The case goes to court at the Old Bailey. Waterhouse discloses that £500,000 sent to Count Mikla in Prague for post-war relief had been diverted to other persons. He believes that papers in Count Mikla's possession would prove this. Waterhouse claims that Brasted offered him a three year assignment in West Africa plus £10,000 which he interpreted as a bribe to keep silent.

Sir John, Brasted's counsel, accuses Waterhouse of trying to blackmail Brasted for a sum of £20.000.

Lady Brasted reveals to Sir John that she has a love letter from Waterhouse which would incriminate him in terms of motive. However, when Dearing goes to the Brasted house that evening, he is shown a letter quite other than the one from Waterhouse. It is said to have been concealed in the lining of Count Mikla's briefcase. The murderer from the opening scene enters the room. He is introduced as Johan Meyer and Lord Brasted says he has information on the case.

The following day, Lady Brasted comes to the Old Bailey to show Sir John the love letter. He tells her she must show it to her husband before he can introduce it as evidence.

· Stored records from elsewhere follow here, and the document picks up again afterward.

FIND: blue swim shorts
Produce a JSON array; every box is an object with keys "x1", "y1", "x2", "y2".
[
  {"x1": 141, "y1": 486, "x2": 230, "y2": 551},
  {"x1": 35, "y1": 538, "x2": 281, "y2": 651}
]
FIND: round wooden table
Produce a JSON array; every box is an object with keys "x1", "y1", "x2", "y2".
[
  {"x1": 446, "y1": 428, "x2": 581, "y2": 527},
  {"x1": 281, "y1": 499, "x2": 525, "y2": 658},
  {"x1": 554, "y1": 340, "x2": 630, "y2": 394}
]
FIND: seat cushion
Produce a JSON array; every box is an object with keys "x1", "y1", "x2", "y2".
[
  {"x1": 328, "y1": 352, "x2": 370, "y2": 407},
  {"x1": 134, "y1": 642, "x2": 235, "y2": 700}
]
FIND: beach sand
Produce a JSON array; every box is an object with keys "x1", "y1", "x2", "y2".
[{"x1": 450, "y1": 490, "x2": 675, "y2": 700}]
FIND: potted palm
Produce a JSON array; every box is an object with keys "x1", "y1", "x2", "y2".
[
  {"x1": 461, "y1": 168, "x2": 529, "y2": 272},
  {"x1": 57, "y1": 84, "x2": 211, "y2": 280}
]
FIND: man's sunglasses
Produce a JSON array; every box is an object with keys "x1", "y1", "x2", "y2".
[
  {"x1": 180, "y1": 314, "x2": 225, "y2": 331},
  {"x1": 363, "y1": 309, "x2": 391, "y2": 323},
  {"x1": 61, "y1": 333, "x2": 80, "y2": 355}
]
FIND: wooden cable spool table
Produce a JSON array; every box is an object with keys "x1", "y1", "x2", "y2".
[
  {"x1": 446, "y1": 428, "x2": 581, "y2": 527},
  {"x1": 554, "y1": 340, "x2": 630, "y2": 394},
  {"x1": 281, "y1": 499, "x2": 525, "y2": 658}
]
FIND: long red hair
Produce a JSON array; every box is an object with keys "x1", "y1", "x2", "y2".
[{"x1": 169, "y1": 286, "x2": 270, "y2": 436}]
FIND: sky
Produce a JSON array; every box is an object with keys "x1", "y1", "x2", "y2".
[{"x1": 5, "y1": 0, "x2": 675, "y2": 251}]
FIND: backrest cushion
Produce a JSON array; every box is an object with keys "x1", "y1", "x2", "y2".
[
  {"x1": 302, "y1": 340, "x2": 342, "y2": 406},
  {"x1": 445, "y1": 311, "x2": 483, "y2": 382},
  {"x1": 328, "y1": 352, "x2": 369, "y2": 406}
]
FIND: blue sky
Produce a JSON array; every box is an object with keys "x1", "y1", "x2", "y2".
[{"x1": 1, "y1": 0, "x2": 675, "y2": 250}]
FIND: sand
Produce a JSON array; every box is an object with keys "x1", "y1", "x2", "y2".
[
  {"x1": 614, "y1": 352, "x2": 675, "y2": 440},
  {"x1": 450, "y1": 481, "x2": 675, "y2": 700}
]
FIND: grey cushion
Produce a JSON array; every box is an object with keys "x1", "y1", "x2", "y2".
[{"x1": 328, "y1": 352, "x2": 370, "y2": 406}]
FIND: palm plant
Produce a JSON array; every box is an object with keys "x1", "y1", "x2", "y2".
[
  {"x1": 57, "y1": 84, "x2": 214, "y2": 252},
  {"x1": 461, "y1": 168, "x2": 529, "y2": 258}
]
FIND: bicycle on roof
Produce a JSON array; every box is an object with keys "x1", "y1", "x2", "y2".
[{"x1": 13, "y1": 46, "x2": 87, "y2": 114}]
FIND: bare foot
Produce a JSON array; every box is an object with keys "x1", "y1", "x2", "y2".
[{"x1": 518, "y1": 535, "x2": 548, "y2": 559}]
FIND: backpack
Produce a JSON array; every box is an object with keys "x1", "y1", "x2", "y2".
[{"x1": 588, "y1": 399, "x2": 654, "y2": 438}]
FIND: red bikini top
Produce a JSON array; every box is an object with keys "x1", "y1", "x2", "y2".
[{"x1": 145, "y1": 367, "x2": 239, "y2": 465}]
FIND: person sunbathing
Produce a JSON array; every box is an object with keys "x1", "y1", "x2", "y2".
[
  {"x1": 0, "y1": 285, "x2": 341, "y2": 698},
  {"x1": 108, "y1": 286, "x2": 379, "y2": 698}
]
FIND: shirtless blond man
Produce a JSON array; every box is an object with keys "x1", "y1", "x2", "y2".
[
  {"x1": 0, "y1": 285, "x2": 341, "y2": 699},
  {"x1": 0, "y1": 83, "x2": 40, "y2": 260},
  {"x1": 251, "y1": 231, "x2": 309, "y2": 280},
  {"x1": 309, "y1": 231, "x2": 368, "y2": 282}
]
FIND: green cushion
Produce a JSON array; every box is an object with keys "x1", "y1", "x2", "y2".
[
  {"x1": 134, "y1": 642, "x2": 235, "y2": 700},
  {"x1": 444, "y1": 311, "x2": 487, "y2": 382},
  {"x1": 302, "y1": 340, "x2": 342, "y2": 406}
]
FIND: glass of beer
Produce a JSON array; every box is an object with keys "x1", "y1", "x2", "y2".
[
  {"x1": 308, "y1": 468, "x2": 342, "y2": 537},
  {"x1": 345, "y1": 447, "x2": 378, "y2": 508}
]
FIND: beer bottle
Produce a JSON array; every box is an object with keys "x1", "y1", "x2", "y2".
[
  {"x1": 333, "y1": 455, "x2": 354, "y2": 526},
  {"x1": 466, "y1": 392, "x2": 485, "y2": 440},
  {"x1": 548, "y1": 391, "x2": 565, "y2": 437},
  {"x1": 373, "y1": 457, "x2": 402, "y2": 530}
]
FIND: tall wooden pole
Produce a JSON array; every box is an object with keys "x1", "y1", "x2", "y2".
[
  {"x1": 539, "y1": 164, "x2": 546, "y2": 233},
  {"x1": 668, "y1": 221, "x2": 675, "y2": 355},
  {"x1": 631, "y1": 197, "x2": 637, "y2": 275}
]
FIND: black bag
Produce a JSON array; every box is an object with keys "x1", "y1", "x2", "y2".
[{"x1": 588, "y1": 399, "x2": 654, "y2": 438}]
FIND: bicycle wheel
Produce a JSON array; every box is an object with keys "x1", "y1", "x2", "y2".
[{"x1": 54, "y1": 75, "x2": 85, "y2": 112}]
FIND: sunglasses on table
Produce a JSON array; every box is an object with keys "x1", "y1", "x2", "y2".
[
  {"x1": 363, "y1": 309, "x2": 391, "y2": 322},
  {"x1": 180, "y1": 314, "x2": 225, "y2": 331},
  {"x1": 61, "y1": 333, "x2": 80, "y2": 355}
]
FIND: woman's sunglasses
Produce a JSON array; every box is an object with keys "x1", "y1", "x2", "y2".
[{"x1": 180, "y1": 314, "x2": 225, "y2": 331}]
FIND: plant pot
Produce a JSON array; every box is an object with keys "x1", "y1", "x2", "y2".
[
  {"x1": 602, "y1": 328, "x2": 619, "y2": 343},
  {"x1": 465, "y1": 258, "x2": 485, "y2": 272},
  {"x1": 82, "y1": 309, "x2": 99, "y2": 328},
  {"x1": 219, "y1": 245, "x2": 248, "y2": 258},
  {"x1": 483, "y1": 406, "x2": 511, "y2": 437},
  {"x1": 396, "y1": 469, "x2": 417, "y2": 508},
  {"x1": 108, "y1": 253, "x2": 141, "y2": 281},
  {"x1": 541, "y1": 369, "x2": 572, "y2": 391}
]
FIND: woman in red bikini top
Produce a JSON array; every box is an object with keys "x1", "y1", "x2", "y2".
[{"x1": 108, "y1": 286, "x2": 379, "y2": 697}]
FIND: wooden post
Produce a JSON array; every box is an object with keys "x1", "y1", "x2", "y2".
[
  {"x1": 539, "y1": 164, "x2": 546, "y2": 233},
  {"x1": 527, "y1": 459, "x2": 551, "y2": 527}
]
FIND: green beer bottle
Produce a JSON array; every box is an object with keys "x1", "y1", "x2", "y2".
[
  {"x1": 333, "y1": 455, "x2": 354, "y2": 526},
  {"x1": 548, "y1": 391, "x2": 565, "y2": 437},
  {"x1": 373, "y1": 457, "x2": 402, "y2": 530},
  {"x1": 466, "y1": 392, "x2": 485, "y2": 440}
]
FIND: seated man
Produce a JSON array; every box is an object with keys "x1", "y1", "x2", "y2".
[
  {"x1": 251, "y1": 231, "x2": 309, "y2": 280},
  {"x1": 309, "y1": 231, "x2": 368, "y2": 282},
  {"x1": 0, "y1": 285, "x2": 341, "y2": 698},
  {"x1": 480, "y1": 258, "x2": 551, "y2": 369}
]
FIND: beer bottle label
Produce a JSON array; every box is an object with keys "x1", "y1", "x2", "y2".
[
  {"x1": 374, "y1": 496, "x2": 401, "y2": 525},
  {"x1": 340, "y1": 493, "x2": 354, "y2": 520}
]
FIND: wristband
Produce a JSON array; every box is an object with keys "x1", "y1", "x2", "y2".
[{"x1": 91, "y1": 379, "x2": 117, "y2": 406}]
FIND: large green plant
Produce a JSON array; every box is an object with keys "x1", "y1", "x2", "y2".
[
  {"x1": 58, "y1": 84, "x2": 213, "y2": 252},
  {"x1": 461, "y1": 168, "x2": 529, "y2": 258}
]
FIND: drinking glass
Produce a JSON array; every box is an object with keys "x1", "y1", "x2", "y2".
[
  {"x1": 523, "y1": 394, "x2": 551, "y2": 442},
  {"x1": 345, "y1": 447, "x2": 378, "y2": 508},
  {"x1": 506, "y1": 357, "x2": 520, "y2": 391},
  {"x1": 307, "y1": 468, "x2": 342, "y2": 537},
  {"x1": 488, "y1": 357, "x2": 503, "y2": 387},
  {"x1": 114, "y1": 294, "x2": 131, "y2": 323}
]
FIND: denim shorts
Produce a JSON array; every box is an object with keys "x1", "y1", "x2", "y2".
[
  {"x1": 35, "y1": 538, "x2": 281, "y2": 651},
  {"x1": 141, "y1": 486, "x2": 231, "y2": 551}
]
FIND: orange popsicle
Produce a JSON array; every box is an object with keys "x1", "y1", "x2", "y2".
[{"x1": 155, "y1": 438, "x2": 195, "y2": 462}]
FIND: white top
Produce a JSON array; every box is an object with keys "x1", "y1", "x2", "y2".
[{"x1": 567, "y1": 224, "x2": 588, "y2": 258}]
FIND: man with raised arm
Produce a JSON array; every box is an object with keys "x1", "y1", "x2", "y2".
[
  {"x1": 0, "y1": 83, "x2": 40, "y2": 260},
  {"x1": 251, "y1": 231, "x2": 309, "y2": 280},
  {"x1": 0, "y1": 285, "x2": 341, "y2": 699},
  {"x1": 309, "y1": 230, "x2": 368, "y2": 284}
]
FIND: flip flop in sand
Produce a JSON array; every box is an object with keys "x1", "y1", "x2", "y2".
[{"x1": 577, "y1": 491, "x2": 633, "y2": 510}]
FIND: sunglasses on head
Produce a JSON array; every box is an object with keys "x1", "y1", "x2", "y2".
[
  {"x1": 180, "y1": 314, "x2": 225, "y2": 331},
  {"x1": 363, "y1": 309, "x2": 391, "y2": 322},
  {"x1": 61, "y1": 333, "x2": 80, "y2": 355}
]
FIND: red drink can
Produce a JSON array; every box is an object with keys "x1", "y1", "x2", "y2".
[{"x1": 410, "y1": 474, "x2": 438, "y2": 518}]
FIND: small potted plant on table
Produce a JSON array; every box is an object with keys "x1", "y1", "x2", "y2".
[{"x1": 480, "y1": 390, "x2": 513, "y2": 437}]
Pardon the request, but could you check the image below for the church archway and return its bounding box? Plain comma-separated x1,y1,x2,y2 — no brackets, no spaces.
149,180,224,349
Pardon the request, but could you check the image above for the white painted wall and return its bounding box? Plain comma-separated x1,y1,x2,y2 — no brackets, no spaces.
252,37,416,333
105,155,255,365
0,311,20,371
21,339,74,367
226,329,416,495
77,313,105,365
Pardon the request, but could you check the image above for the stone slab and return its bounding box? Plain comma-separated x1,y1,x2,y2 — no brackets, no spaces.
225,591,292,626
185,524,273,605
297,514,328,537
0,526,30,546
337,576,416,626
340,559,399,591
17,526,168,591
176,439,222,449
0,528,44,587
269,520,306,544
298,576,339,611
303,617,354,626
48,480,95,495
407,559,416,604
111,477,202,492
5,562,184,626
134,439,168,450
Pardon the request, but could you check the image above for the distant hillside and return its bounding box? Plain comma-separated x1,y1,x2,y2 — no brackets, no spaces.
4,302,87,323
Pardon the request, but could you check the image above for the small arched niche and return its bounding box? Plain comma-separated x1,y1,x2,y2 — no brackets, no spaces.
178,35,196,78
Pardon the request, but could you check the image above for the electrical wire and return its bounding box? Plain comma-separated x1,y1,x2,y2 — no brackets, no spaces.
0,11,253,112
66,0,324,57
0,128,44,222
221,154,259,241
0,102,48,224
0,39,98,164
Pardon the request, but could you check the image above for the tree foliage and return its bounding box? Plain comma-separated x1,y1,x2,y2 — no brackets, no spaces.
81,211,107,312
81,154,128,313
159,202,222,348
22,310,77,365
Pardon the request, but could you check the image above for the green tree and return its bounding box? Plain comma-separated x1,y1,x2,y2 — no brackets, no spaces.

Sir John first presents the briefcase document to the court, which appears very much to damn Waterhouse. The cross-examination turns on the phrase "it will have to go higher", which has two interpretations: a higher amount of money; or a higher authority (the PM).
Sir John focuses on the first, accusing Waterhouse of trying to blackmail Brasted.

However, it is noticed in court that the letter begins "Dear Mikla"; and Waterhouse can show that "Dear Stefan" was the way he had always begun his letters to the murdered man.

Dearing is then forced to produce the love letter. It proves decisive.

Waterhouse refuses to waver in his story, which is complicated by his former love of Lady Brasted.

Brasted wins his case for libel. Both letters are sent on to the public prosecutor with a view to trying Waterhouse for blackmail. The briefcase document is printed in the newspapers. It is written on Savoy Hotel headed paper; but when Dearing and his wife dine at the Savoy later that day, the head waiter brings over a newspaper and points out that although this letter is dated March, the heading on the notepaper used was not introduced until May.

Meanwhile Mary reappears. Somehow Lady Brasted had intercepted Waterhouse's letter to Mary and passed it off as a letter to her. Mary confronts Lady Brasted. Later that evening, Sir John Dearing telephones Brasted to request a meeting for the next morning to discuss these developments.

Lord Brasted is happy to learn that Waterhouse's love letter was not to his wife. He seeks, and receives, his wife's assurance that their marriage has been a good one.

After she goes to bed, he goes out to post some letters, declining the help of his butler. Although the exact circumstance is not shown, the final scenes imply that Brasted has thrown himself under a car.

==Production==
Patrick Hastings was a successful lawyer who wrote plays in his spare time, of which Blind Goddess was most popular. It premiered in 1948, a few years before Hastings' death.

Film rights were purchased by Gainsborough Productions, then part of the Rank Organisation. Gainsborough head of production Sydney Box worked on the screenplay with his wife Muriel Box. It was filmed in July 1948 at Islington Studios with sets designed by the art director Norman Arnold.

It was the film debut of Claire Bloom. She had auditioned for the part of Ophelia in Hamlet and been unsuccessful, but her screen test impressed the Rank Organisation and they put her under contract.

Betty Box, who produced, requested the original script be modified so that Lady Brasted did not take a lover but only pretended to.

==Release==
The film was released in the US in 1949. The American distributor tried to engage interest by advertising the film in the New York Law Journal.

==Reception==
===Critical===
Variety said "the film is very much a carbon copy of the original play" but praised the handing and acting.

The New York Times wrote, "Justice, the poets have it, is a blind goddess...But the (film), which arrived at the Forty-second Street Embassy yesterday, illustrates that justice is not blind precisely but merely myopic and rather routine"; while TV Guide noted, "good performances help keep this rather stagy and stiff adaptation moving."

===Box Office===
The film was not a success at the box office.